Recently, I switched my TV provider service from a cable company to DirecTV. I’m absolutely thrilled with the change for several reasons:
1. DirecTV has a free app that lets me watch live TV on my iPad – how cool is that?!
2. DirectTV saved me over $60 a month from what I was paying my other provider.
3. DirecTV has a great channel called the “NFL Red Zone” that monitors every pro football game simultaneously and shows all of the key scoring plays as they happen – without any commercial interruption. It’s like watching non-stop action for hours!
As you can tell, I’ve become a big fan of DirecTV. Why do I tell you all this? My enthusiasm reveals the hidden power that propels word-of-mouth. I am volunteering to tell you about my great experience with DirecTV, because they gave me numerous reasons to talk. I naturally want to tell others about the cool features that I’m now enjoying. I’m spreading word-of-mouth for DirecTV because they made me excited enough to tell others.
If you’re an author, business executive, or non-profit director, what are you doing to give your readers a reason to talk about your books, products, or services? Word-of-mouth doesn’t spread by itself. You literally have to give people legitimate reasons to tell someone else about your product or service. If you don’t, no one will say anything. And, you’ll wonder why your sales don’t grow.
On the other hand, if you give people a reason to spread word-of-mouth, they will do it naturally. Then, you’ll have a bonafide marketing wildfire on your hands. What do people need in order to spread word-of-mouth? Let’s look at the concept from five different angles:
1. Emotion – This word-of-mouth category refers to an experience that feels so enjoyable, thrilling, or meaningful that people believe your book, product, or service was a worthwhile use of their time. Appreciative customers and readers will openly make comments, such as “That book made me laugh out loud, cry so hard, stay up late, read without stopping, etc.” Their emotions compel them to share the experience with someone else.

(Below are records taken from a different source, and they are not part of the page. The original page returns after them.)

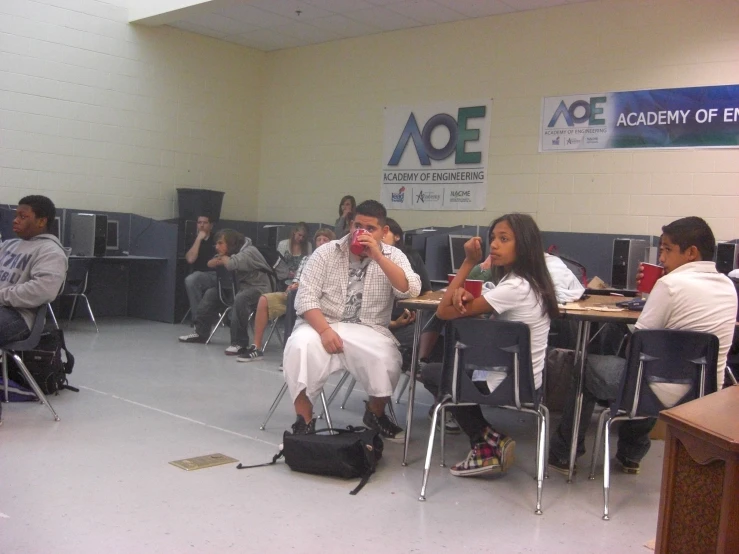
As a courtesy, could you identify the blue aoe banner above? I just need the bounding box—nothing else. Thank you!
[539,85,739,152]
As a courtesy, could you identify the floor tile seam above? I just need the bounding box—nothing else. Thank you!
[79,386,279,446]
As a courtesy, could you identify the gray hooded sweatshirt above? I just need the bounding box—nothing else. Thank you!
[225,239,272,294]
[0,233,67,329]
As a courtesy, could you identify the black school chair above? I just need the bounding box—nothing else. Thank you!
[590,329,719,520]
[205,265,238,344]
[259,290,350,431]
[0,304,59,421]
[419,318,549,515]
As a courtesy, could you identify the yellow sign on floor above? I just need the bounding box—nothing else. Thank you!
[169,454,238,471]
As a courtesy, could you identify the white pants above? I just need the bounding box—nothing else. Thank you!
[282,323,402,402]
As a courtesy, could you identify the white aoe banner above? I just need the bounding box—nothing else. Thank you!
[380,100,492,210]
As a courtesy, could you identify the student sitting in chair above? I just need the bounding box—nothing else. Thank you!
[422,213,559,477]
[0,195,67,347]
[179,229,272,356]
[549,217,737,474]
[236,227,336,362]
[185,215,217,320]
[283,200,421,440]
[277,221,312,286]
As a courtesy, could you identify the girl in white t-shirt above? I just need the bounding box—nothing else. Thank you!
[423,213,558,476]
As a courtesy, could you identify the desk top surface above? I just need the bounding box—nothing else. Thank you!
[559,296,641,323]
[69,256,167,262]
[659,386,739,452]
[398,290,444,311]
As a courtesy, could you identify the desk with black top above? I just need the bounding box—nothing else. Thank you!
[69,255,174,323]
[560,296,641,483]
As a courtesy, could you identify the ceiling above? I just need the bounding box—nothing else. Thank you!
[170,0,592,51]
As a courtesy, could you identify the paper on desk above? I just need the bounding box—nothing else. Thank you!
[564,302,626,312]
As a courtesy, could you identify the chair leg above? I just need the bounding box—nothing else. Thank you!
[80,294,100,333]
[534,404,549,516]
[259,383,287,431]
[395,373,411,404]
[588,409,611,481]
[603,418,611,521]
[539,404,552,479]
[3,350,8,402]
[439,404,446,467]
[339,377,357,410]
[46,302,59,329]
[69,294,79,321]
[6,353,59,421]
[387,397,398,425]
[418,396,442,502]
[316,370,351,421]
[180,308,190,325]
[321,389,334,429]
[205,306,231,344]
[262,317,280,354]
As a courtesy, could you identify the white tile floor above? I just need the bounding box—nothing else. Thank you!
[0,319,663,554]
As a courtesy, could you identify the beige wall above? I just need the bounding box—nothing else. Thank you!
[259,0,739,239]
[0,0,265,219]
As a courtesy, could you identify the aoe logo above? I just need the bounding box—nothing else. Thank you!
[388,106,486,166]
[547,96,607,127]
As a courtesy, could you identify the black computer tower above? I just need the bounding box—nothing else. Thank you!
[611,239,649,290]
[69,213,108,256]
[716,242,739,275]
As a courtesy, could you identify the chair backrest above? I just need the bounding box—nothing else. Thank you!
[216,265,238,306]
[611,329,719,417]
[441,318,540,408]
[2,304,48,352]
[61,258,92,295]
[283,290,298,342]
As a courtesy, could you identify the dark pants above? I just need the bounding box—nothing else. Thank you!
[421,364,492,447]
[193,287,263,346]
[0,306,31,346]
[549,355,657,463]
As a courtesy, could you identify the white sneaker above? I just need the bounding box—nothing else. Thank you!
[178,333,206,343]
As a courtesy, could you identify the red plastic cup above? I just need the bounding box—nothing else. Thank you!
[349,229,369,256]
[636,263,665,293]
[464,279,482,298]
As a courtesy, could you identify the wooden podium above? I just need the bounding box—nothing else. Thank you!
[655,386,739,554]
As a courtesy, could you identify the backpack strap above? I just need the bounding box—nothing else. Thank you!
[236,450,284,469]
[349,430,377,496]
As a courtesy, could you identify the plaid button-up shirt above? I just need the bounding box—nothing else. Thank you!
[295,235,421,342]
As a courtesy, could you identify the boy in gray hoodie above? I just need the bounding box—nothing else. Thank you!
[179,229,272,356]
[0,195,67,346]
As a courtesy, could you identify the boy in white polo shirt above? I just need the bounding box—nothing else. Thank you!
[549,217,737,474]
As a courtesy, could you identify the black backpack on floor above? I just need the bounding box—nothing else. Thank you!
[8,328,79,394]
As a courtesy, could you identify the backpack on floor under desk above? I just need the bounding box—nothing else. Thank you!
[8,328,79,394]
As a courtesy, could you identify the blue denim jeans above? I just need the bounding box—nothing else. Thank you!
[549,354,657,462]
[0,306,31,346]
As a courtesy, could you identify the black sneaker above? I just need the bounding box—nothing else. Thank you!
[616,454,641,475]
[429,405,462,435]
[292,415,316,435]
[236,344,264,362]
[182,333,208,344]
[362,410,405,442]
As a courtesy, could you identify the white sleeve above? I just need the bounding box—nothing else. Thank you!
[634,281,672,329]
[482,277,532,314]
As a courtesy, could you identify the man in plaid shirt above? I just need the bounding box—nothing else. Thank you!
[283,200,421,441]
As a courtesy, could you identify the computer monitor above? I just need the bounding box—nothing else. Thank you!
[49,216,62,242]
[449,235,470,273]
[105,219,119,250]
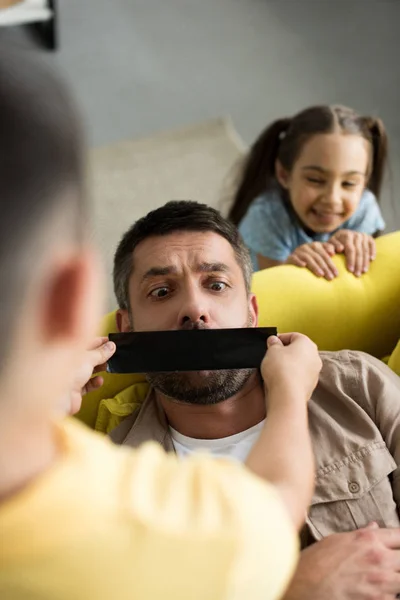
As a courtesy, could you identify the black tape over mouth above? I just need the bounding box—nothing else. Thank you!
[107,327,277,373]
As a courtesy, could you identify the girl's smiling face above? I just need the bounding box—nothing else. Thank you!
[276,133,371,233]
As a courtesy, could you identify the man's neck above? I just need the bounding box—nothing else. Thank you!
[0,412,59,503]
[156,373,266,440]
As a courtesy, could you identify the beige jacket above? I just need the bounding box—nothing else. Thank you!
[111,350,400,545]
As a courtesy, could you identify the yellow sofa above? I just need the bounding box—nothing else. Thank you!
[77,232,400,432]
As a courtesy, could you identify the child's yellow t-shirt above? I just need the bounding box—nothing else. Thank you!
[0,422,298,600]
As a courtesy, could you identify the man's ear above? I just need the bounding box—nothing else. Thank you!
[115,308,132,333]
[41,249,101,345]
[275,159,289,190]
[249,294,258,327]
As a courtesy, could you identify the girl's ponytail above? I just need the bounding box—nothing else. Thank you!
[363,117,388,199]
[228,118,292,225]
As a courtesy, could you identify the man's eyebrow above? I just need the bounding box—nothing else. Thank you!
[140,266,177,283]
[302,165,365,176]
[196,262,231,273]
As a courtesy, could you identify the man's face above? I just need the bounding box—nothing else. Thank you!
[119,232,257,404]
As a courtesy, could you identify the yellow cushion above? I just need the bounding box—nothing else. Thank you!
[253,232,400,358]
[388,341,400,375]
[78,232,400,431]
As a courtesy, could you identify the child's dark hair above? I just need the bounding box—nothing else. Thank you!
[228,106,388,225]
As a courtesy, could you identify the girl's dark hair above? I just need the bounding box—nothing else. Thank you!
[228,106,388,225]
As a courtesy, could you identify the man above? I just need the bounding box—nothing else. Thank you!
[111,202,400,600]
[0,47,321,600]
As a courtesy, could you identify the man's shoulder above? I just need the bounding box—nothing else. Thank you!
[320,350,391,377]
[312,350,400,410]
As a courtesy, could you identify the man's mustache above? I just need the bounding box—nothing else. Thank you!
[179,320,211,331]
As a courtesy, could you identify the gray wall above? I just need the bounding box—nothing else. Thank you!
[3,0,400,229]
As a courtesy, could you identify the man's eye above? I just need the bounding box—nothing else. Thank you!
[343,181,357,187]
[150,287,169,298]
[210,281,227,292]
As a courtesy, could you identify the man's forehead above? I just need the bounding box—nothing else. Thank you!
[133,231,236,276]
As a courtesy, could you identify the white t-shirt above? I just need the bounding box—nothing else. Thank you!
[169,419,265,462]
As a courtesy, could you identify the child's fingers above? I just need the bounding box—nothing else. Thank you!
[368,235,376,260]
[286,253,307,267]
[310,244,338,281]
[362,235,371,273]
[307,254,333,279]
[82,375,104,395]
[344,239,356,273]
[324,242,336,256]
[354,235,369,277]
[267,335,283,348]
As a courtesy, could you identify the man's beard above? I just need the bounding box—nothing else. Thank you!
[146,322,255,406]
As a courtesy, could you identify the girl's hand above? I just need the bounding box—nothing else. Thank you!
[261,333,322,402]
[329,229,376,277]
[285,241,343,281]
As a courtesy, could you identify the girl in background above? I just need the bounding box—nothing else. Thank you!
[229,106,387,280]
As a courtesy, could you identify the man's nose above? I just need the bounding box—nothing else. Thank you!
[178,293,210,329]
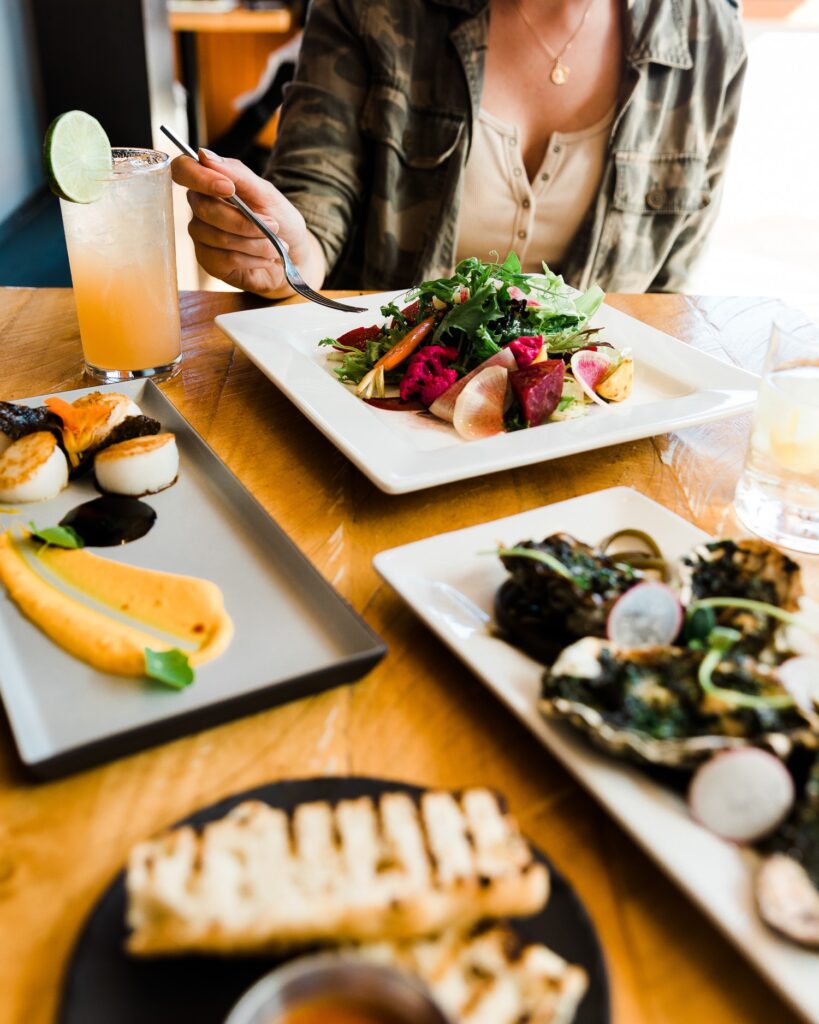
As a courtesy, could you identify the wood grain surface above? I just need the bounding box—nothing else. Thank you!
[0,289,816,1024]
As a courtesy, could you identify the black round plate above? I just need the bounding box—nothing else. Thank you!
[59,777,609,1024]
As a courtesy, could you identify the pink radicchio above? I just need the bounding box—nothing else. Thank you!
[400,345,458,406]
[507,334,544,370]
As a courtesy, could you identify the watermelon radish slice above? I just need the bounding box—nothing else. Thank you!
[606,580,683,647]
[509,359,564,427]
[570,348,612,406]
[452,366,509,440]
[429,348,518,423]
[688,746,794,843]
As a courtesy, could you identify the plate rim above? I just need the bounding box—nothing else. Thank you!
[0,378,388,781]
[373,484,819,1021]
[215,290,759,495]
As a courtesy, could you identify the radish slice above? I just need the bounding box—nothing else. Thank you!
[606,580,683,647]
[776,654,819,711]
[429,348,518,423]
[452,367,509,440]
[688,746,794,843]
[570,348,612,406]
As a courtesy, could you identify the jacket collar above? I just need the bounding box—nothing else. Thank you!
[432,0,693,68]
[624,0,694,69]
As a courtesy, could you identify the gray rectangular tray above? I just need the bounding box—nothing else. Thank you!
[0,381,386,778]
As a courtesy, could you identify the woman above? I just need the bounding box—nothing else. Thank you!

2. Uniqueness – This category is defined by a distinctive topic, writing style, or unusual point of view that hasn’t been covered before or radically confronts people’s preconceptions. For instance, an appreciative book reader might make a comment, such as, “This book blew my mind” or a donor to a non-profit might remark, “I’ve never seen an organization change someone’s life like this before.”
3. Instructional / Results – This category applies to items, such as non-fiction self-help books, textbooks, and reference guides. Appreciative readers will spread word-of-mouth with remarks, such as, “This book explains the answer better than I can tell you or teach you” or “You could really use a copy of this book.”
4. Shock Value – This category refers to a story or written account that pushes past the typical limits of tradition, religion, humor, confidentiality, etc. Appreciative readers will tell others, “This book really spills the beans” or “You won’t believe the stuff that I just heard.”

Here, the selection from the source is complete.